Perkara tersebut kini mendapat perhatian setelah kuasa hukum korban, Furba Indah, mendatangi Komisi Nasional Perempuan (Komnas Perempuan) di Jalan Latuharhary, Jakarta Pusat, Selasa (2/6/2026), untuk menyampaikan perkembangan penanganan kasus yang sedang bergulir di pengadilan.
Menurut Furba, awal mula peristiwa bermula pada tahun 2021 ketika MS berkenalan dengan RM. Saat itu RM mengaku sebagai anggota Polri dengan pangkat Kompol. Berbekal identitas palsu tersebut, hubungan keduanya berlanjut hingga ke jenjang pernikahan.
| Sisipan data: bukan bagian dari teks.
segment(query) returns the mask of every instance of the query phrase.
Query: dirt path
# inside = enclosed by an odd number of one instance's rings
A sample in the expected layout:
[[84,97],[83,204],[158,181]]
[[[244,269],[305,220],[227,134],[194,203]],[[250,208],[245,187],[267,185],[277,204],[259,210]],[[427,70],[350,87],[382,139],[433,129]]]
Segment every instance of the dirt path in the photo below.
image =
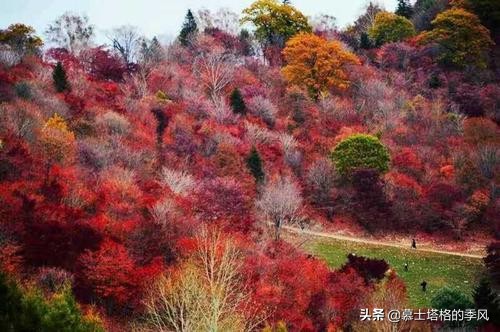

“Beberapa jam setelah akad nikah berlangsung, barulah MS mengetahui bahwa pria yang dinikahinya bukan anggota Polri. Namun karena pernikahan sudah terjadi, klien kami berusaha menerima kenyataan tersebut,” kata Furba kepada wartawan.
Namun, kehidupan rumah tangga yang diharapkan membawa kebahagiaan justru berubah menjadi mimpi buruk. Furba mengungkapkan, setelah menikah, RM diduga kerap melakukan tindakan kekerasan terhadap istrinya.
Korban disebut mengalami berbagai bentuk kekerasan fisik dan psikis, mulai dari pemukulan, tamparan, cacian, hingga pengurungan di kamar mandi.
“Yang paling memprihatinkan, RM pernah memaksa korban untuk meminum Baygon. Ketika korban menolak, justru mendapat perlakuan kekerasan,” ujar Furba.
Menurutnya, dampak yang dialami MS tidak hanya berupa luka fisik, tetapi juga trauma psikologis yang masih dirasakan hingga saat ini. Padahal, korban merupakan perempuan produktif yang harus membesarkan dua anak yang masih membutuhkan perhatian dan pengasuhan.
Karena itu, Furba berharap majelis hakim dapat mempertimbangkan secara cermat seluruh fakta yang terungkap dalam persidangan saat menjatuhkan putusan.
Ia menyoroti tuntutan Jaksa Penuntut Umum (JPU) yang hanya menggunakan Pasal 44 ayat (4) Undang-Undang Penghapusan KDRT dengan ancaman hukuman relatif ringan, yakni enam bulan penjara.
Padahal, menurutnya, berdasarkan fakta-fakta yang muncul selama persidangan, terdakwa dinilai layak dijerat dengan Pasal 44 ayat (1) dan ayat (2) yang memiliki ancaman pidana lebih berat, yakni antara lima hingga sepuluh tahun penjara.
“Seharusnya seorang suami menjadi pelindung bagi istri dan keluarganya. Namun dalam perkara ini, yang terjadi justru sebaliknya. Klien kami mengalami penderitaan fisik maupun psikis akibat tindakan yang dilakukan terdakwa,” tegas Furba.
Kasus ini kini menunggu putusan majelis hakim. Pihak korban berharap vonis yang dijatuhkan nantinya dapat memberikan rasa keadilan sekaligus menjadi peringatan keras terhadap pelaku kekerasan dalam rumah tangga.